Twenty years. A long time to wander. But some souls carried greater burdens. And only when they had sloughed them off would they be free of the labyrinth. Only then would their bodies fall to ash, as the Phoenix carried their spirit into the world once more.
Unless something else found them first. Sephre swallowed hard. “So you’ve been the tomb keeper since then?”
He nodded. “Most folk don’t care for handling the dead, but seems to me it’s cleaner work than farming or fishing. Like Castor here. Barely a mark on him, aside from the bite.”
Sephre turned back to the shrouded corpse, steeling herself, holding the flame close. “Your report said he died of a snakebite?”
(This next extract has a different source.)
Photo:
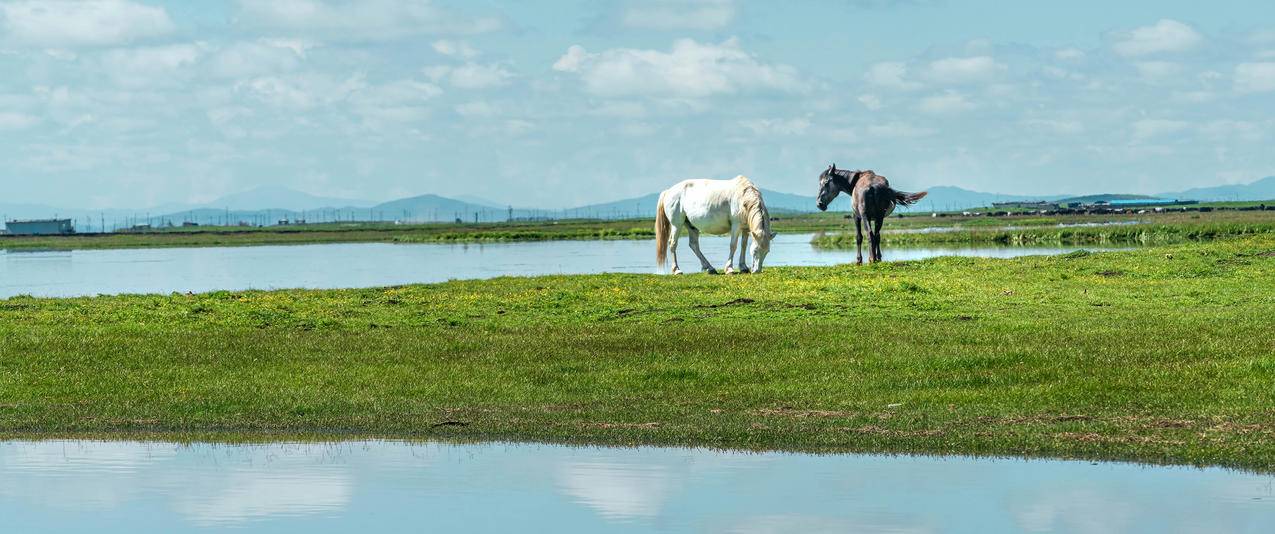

“Yes. Definitely.” Deucalion moved to the side of the plinth, gesturing to what Sephre took to be the legs. The linen was tightly wound round the body, and there was a sharpness in the air she thought might be rosemary oil. It wasn’t enough to conceal the softer scent of rot beneath.
“They found him with his flock,” the tomb keeper continued. “He was a shepherd, like his mother and grandmother before him. They’re gone to ash now, but he has a sister in the village.”
Sephre made a mental note to talk to the woman. But she had other work, first.
The holy flame gifted an ashdancer more than just the means to burn corruption. It could also reveal the unseen.
She sliced her hands through the air, two mirroring arcs, tracing streaks of flame to form the shape of an eye that remained even as she lowered her hands. Timeus gasped. “What is it?”
“An oculus. It lets an ashdancer see spirits.” Sephre peered through the glimmering ring, searching the linen-wrapped corpse. But there was nothing, no hint of any uncanny gleam. “The spirit’s gone.” Which meant they could gain no answers from Castor himself. And that the corpse lay open for something else to claim it.
The back of her neck prickled, as if she was being watched. Sephre glanced uneasily toward the tunnels. She let the oculus die, but kept a handful of sparks ready in her palm.
“So you’re done, then?” asked Deucalion. “If the spirit’s passed into the labyrinth, you can’t do anything more, surely.”